Wenn du an früher denkst, hattest du da mal das Gefühl, fremd zu sein?
Ja, ich würde sagen, dass mir das Gefühl des Urvertrauens fehlt – bis heute. Äußerliche Ähnlichkeiten habe ich nie vermisst oder gesucht. Aber als ich meinen leiblichen Vater das erste Mal sah, war das ganz schön erschreckend diese Ähnlichkeiten festzustellen. Das war richtig unheimlich.
Wie geht es dir heute mir der ganzen Geschichte?
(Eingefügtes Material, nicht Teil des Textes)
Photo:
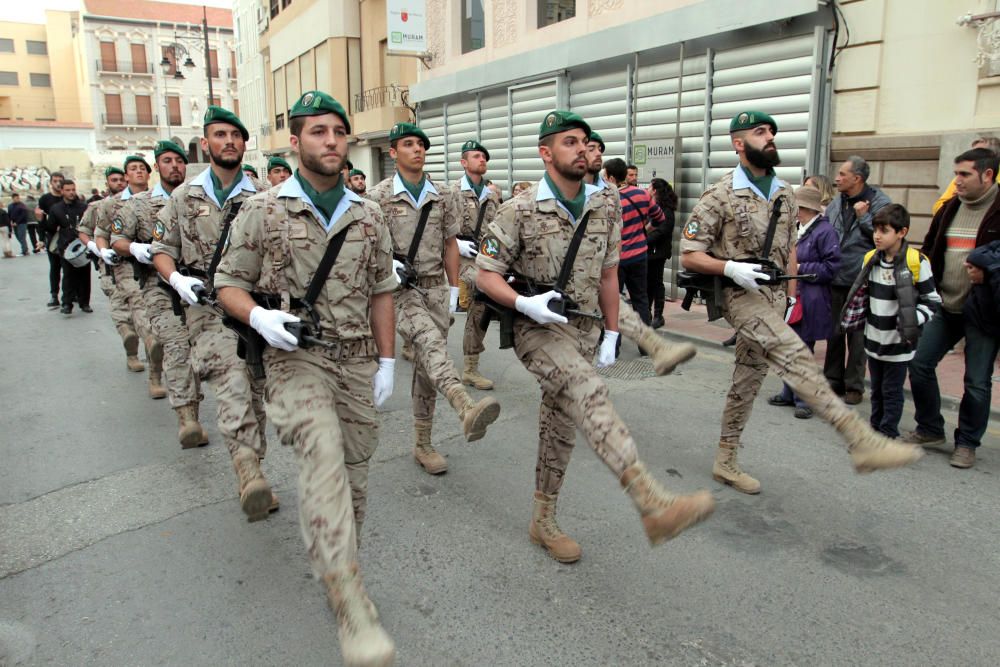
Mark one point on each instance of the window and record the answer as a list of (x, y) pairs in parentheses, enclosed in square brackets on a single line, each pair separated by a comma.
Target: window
[(109, 62), (174, 109), (473, 25), (143, 110), (554, 11), (139, 65), (113, 109)]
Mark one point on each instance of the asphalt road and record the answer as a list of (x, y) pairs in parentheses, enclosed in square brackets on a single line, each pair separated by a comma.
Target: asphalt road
[(118, 548)]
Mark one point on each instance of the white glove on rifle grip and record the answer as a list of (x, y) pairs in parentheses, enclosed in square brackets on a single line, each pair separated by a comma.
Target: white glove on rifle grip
[(271, 325), (537, 308), (383, 380), (745, 275), (183, 284)]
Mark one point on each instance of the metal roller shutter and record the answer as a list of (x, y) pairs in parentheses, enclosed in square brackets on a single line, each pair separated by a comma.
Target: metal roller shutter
[(462, 126), (600, 100), (529, 104), (774, 77), (493, 135), (431, 121)]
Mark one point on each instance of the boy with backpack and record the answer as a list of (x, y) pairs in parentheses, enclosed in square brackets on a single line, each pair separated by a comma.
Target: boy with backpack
[(892, 297)]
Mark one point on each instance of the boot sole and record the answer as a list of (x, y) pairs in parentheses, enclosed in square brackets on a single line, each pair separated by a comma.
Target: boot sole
[(729, 482), (680, 516)]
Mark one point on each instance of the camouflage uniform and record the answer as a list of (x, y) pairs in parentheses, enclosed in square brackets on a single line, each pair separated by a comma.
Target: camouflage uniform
[(320, 400), (187, 229), (136, 224)]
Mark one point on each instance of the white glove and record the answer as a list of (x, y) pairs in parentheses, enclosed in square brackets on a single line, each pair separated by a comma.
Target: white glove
[(606, 353), (271, 325), (183, 285), (141, 252), (397, 266), (537, 308), (745, 275), (383, 380), (467, 249)]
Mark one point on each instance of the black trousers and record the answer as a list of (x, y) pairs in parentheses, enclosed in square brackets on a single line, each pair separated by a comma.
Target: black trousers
[(634, 277), (76, 284)]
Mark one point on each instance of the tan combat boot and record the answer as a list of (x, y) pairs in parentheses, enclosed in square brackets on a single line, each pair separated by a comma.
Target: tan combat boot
[(475, 416), (872, 451), (665, 356), (471, 375), (664, 515), (544, 530), (423, 450), (255, 492), (727, 470), (363, 641), (131, 343)]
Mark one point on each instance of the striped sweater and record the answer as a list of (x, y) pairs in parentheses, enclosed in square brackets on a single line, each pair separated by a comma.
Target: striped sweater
[(882, 338)]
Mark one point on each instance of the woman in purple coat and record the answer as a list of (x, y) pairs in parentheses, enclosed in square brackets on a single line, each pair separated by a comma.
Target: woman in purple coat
[(818, 252)]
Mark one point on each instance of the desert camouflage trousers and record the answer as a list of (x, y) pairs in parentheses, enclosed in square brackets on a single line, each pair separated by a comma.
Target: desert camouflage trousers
[(764, 340), (322, 407), (182, 385), (423, 322), (573, 397), (239, 398)]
Es ist immer noch nicht real alles, manchmal denke ich, es ist die Geschichte von jemand anderem. Aber ich finde langsam meinen Frieden damit…
3 comments
Meine Tochter habe ich adoptiert als sie 1Jahr und 10 Monate alt war. Ich finde es sehr wichtig daß offen mit einer Adoption umgegangen wird. Vor allem sollte man nicht schlecht über die Herkunftseltern sprechen, egal was war. Ich bin ihre Mama und sie mein Kind, auch wenn ich sie nicht geboren habe.
Liebe Nikki,
vielen Dank für deinen offenen und ehrlichen Beitrag. Dieses Gefühl, dass die Welt aus den Fugen gerät kenne ich leider sehr gut.
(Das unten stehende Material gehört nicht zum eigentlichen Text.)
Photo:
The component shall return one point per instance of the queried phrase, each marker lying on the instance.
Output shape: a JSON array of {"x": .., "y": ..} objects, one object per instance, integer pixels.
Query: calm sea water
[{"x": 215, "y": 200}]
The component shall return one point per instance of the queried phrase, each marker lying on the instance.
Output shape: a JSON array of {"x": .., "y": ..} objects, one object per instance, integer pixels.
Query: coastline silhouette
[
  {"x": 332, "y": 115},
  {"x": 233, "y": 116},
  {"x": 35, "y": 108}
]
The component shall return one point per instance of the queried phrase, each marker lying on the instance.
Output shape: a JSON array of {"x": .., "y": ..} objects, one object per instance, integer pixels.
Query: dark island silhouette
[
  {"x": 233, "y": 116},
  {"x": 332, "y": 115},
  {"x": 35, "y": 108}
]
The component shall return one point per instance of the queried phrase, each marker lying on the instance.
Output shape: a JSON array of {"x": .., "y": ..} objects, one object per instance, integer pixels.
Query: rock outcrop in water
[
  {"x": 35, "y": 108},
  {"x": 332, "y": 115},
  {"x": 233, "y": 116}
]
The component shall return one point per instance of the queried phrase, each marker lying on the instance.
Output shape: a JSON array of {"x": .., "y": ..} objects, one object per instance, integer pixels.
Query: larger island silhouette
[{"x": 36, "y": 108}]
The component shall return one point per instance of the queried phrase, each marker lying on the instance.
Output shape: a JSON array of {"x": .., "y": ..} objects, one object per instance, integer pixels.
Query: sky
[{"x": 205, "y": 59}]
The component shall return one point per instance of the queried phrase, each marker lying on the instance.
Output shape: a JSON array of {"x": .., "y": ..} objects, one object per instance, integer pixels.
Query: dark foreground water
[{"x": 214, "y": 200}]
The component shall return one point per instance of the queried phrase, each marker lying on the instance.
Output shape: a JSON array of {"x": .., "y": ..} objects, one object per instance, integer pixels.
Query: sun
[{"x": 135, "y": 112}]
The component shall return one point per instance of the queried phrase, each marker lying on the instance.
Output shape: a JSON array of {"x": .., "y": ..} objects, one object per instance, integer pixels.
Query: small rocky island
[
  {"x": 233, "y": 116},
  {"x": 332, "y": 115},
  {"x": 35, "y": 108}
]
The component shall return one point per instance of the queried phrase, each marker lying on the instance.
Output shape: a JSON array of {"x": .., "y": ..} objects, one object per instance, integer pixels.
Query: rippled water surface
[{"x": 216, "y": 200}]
Zwar ist meine Mutter meine leibliche, teilte mir jedoch im Rahmen eines Telefonats vor einigen Jahren unvermittelt mit, dass mein Vater mich adoptiert habe. Schwierig war für mich (damals Anfang 20), dass sie mich darum bat, ihm nicht zu erzählen, dass ich nunmehr darum Bescheid wisse, da sie ihm bei der Adoption versprochen habe, dass ich die Wahrheit niemals erfahren werde.
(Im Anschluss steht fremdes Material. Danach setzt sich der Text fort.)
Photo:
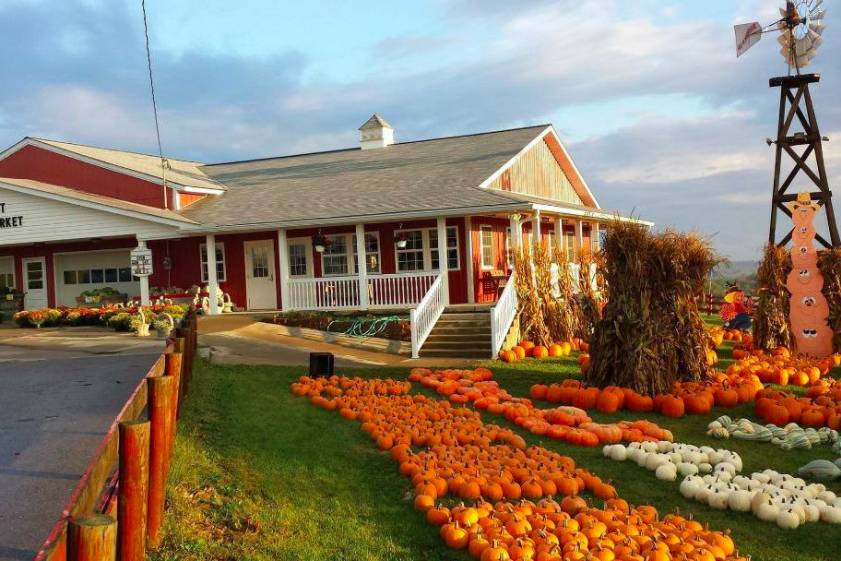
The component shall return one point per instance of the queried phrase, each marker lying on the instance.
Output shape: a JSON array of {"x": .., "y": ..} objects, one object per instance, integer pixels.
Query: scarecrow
[{"x": 736, "y": 309}]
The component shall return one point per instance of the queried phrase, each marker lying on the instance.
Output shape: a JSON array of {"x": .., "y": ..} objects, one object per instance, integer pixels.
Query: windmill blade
[{"x": 747, "y": 35}]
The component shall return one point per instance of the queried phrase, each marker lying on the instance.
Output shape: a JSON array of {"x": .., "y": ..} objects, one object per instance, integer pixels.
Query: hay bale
[
  {"x": 829, "y": 262},
  {"x": 771, "y": 326},
  {"x": 651, "y": 333}
]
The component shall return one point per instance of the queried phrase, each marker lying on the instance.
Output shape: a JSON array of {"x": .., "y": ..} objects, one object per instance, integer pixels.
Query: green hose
[{"x": 375, "y": 326}]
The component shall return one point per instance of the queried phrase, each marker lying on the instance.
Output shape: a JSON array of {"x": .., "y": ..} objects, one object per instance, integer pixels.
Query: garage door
[{"x": 78, "y": 272}]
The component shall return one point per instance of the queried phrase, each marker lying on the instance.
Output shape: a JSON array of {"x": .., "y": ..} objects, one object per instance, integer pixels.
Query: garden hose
[{"x": 375, "y": 326}]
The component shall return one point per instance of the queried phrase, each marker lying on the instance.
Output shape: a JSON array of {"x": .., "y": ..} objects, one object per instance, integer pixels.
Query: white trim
[
  {"x": 468, "y": 251},
  {"x": 202, "y": 263},
  {"x": 94, "y": 205},
  {"x": 427, "y": 250},
  {"x": 29, "y": 141},
  {"x": 482, "y": 229}
]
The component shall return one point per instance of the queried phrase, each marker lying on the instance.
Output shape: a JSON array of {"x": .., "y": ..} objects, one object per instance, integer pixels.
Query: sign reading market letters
[
  {"x": 141, "y": 262},
  {"x": 9, "y": 221}
]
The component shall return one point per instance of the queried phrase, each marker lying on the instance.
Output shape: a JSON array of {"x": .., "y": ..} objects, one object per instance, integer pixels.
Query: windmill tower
[{"x": 799, "y": 141}]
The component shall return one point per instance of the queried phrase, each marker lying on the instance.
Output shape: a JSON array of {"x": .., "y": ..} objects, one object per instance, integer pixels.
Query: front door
[
  {"x": 34, "y": 283},
  {"x": 259, "y": 275}
]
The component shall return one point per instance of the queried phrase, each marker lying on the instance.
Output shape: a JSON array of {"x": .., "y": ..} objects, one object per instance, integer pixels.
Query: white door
[
  {"x": 260, "y": 283},
  {"x": 34, "y": 283}
]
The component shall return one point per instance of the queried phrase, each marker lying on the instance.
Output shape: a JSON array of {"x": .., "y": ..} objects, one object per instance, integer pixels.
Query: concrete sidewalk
[{"x": 242, "y": 339}]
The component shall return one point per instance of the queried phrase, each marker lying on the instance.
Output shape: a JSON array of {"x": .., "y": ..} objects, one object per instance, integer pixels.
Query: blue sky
[{"x": 648, "y": 96}]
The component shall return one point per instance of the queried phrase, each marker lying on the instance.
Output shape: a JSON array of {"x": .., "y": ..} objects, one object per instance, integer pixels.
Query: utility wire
[{"x": 154, "y": 101}]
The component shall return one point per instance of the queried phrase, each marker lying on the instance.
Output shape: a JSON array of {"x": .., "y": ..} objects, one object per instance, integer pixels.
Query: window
[
  {"x": 372, "y": 253},
  {"x": 421, "y": 251},
  {"x": 334, "y": 257},
  {"x": 452, "y": 248},
  {"x": 486, "y": 246},
  {"x": 220, "y": 262},
  {"x": 410, "y": 258},
  {"x": 298, "y": 260}
]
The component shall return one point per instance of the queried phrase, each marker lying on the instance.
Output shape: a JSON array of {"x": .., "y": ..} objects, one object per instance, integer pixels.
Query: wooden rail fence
[{"x": 116, "y": 510}]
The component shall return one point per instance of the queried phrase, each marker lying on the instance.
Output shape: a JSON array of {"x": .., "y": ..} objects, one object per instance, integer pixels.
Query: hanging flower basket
[{"x": 321, "y": 243}]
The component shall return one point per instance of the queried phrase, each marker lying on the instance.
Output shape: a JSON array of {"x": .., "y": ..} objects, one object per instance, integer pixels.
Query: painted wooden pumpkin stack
[{"x": 809, "y": 308}]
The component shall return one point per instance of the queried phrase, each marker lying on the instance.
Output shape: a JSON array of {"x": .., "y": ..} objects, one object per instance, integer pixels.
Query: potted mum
[{"x": 320, "y": 242}]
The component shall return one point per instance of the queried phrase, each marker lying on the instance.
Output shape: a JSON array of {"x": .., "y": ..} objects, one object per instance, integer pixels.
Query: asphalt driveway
[{"x": 56, "y": 403}]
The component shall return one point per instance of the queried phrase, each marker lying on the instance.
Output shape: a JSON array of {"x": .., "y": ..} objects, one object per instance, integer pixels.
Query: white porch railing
[
  {"x": 400, "y": 290},
  {"x": 503, "y": 314},
  {"x": 396, "y": 290},
  {"x": 426, "y": 314}
]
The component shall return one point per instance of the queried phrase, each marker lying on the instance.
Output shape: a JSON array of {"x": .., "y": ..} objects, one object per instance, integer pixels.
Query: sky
[{"x": 660, "y": 117}]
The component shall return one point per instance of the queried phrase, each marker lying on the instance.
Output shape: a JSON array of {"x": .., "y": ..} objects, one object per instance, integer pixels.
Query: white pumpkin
[
  {"x": 666, "y": 472},
  {"x": 787, "y": 519}
]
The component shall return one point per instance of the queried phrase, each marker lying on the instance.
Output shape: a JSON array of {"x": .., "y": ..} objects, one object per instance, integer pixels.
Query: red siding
[{"x": 31, "y": 162}]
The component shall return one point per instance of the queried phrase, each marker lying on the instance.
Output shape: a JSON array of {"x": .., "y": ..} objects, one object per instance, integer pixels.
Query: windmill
[{"x": 800, "y": 29}]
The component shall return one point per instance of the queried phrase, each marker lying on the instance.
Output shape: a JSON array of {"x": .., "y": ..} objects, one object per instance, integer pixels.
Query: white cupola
[{"x": 376, "y": 133}]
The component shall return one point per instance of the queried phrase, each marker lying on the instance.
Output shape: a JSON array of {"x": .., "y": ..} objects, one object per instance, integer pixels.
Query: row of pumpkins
[
  {"x": 713, "y": 477},
  {"x": 463, "y": 457},
  {"x": 570, "y": 424}
]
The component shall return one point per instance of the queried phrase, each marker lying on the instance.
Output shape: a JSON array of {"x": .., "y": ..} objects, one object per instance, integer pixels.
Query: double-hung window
[
  {"x": 220, "y": 262},
  {"x": 421, "y": 251}
]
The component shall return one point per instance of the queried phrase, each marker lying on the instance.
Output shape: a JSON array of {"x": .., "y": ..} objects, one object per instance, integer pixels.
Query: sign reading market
[{"x": 9, "y": 221}]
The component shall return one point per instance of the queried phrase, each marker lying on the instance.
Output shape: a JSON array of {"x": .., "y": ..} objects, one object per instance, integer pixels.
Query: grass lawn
[{"x": 259, "y": 474}]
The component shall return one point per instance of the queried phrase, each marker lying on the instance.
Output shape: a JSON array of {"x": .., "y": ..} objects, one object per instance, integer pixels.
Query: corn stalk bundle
[
  {"x": 560, "y": 317},
  {"x": 771, "y": 327},
  {"x": 829, "y": 262},
  {"x": 531, "y": 304},
  {"x": 651, "y": 333},
  {"x": 587, "y": 307}
]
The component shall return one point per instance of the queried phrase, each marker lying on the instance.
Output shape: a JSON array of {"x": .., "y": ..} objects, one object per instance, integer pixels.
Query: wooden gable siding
[{"x": 539, "y": 173}]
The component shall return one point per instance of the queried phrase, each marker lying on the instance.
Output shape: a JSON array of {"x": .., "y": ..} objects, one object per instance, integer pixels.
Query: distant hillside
[{"x": 741, "y": 272}]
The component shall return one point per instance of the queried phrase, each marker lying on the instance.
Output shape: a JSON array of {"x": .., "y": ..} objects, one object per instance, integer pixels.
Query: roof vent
[{"x": 376, "y": 133}]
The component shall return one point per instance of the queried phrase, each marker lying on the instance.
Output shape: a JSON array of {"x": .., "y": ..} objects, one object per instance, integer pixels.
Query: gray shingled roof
[{"x": 411, "y": 177}]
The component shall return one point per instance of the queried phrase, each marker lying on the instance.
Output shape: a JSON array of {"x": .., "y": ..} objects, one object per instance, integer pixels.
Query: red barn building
[{"x": 385, "y": 212}]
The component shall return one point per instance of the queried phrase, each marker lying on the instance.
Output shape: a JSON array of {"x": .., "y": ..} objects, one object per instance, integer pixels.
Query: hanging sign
[{"x": 141, "y": 262}]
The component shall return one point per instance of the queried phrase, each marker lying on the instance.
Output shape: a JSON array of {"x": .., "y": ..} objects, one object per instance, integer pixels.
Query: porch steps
[{"x": 460, "y": 333}]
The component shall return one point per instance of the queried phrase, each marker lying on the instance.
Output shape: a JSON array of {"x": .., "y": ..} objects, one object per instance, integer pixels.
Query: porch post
[
  {"x": 516, "y": 232},
  {"x": 559, "y": 233},
  {"x": 468, "y": 238},
  {"x": 145, "y": 298},
  {"x": 212, "y": 282},
  {"x": 361, "y": 266},
  {"x": 282, "y": 251},
  {"x": 442, "y": 257}
]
Ich trug dies einige Jahre mit mir herum, bevor ich meinem Adoptivvater in einem 4-Augen-Gespräch sagte, dass ich Bescheid wisse. Seitdem ist es einfacher für mich, mit dem Wissen zu leben. Ich hadere jedoch immer wieder damit, ob ich mich auf die Suche nach meinem leiblichen Vater begeben sollte…
Liebe Nikki,
deinen letzten Satz „manchmal denke ich, es ist die Geschichte von jemand anderem“ kenne ich nur zu gut. Dabei bin ich gar nicht in erster Generation betroffen. Ich habe mit 22 Jahren auch durch Zufall herausgefunden, dass meine sehr geliebten Großeltern, die Adoptiveltern meiner Mutter und somit auch nicht meine leiblichen Großeltern sind. Das alles hat mich auch sehr aus der Bahn geworfen und mind. ein zusätzliches Semester gekostet. Sie wohnten zum Glück sehr nahe bei uns und mein Opa hat immerhin noch ein Jahr gelebt. Meine Oma noch ein weiteres, in dem ich ganz viel intensive Zeit mit ihr verbracht habe. Das Schicksal meiner Mutter ist leider zu umfangreich, als dass ich es hier erläutern könnte/wollte, aber sie war meinen Großeltern sehr dankbar und wollte uns Kindern einfach eine unbeschwerte Kindheit ermöglichen und uns nicht mit dieser Thematik belasten. Trotz des anfänglichen Schocks und der langen Zeit der Verarbeitung dieser zahlreichen neuen Infos, bin ich sehr froh, dass ich nicht schon in früheren Jahren damit konfrontiert wurde.